Selasa, 24 Desember 2013

Monolog Seorangutan

            Indonesia memiliki sejuta pesona yang selalu mampu membius siapapun yang telah masuk ke dalamnya nadi kehidupannya. Hutan tropis seluas 99,6 hektar menjadi paru-paru dunia. Di dalamnya terdapat banyak sekali macam-macam flora dan faunanya. Banyak pula dari keanekaragaman hayati itu pun yang menjadi satu-satunya di dunia. Sejauh mata memandang, pemandangan memesona selalu memanjakan. Tak salah jika banyak manusia yang menyebut negeri ini surga dunia.
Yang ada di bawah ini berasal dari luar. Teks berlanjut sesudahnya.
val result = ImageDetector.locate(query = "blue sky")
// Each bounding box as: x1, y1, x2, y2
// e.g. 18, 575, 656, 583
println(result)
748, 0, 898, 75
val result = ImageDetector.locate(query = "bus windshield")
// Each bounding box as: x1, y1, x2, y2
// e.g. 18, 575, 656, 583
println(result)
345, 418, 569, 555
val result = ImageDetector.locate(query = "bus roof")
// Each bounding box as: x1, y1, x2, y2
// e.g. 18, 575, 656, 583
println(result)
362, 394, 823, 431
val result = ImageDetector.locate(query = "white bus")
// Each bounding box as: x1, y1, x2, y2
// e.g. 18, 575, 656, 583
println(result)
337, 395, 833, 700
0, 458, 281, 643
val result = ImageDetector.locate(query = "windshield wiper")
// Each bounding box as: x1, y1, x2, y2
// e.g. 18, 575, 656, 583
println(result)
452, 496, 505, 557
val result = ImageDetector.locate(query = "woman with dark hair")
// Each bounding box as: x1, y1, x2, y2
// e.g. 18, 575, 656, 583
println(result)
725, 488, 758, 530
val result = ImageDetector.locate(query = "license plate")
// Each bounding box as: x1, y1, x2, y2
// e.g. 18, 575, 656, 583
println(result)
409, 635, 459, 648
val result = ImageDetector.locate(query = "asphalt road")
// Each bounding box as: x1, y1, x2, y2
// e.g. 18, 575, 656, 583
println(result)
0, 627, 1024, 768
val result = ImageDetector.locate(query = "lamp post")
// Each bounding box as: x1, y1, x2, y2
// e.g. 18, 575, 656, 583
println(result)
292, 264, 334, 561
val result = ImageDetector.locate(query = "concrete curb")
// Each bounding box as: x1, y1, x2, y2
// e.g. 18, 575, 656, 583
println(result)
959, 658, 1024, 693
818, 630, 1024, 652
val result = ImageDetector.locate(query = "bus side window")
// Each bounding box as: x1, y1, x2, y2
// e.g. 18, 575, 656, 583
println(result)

            Hutan selalu menyimpan banyak misteri keindahan yang menanti untuk dijelajah. Pohon-pohon tinggi sungguh menarik untuk dijamah. Suara bebeberapa jenis hewan sudah terdengar di kala surya masih tenggelam di kaki horizon timur, bahkan suasana kian meriah seiring langit yang kian benderang dan kicauan burung mulai bersahutan. Aroma tanah setelah hujan turun pun menambah pesona atmosfir kehidupan di hutan. Ah, aku cinta hutan.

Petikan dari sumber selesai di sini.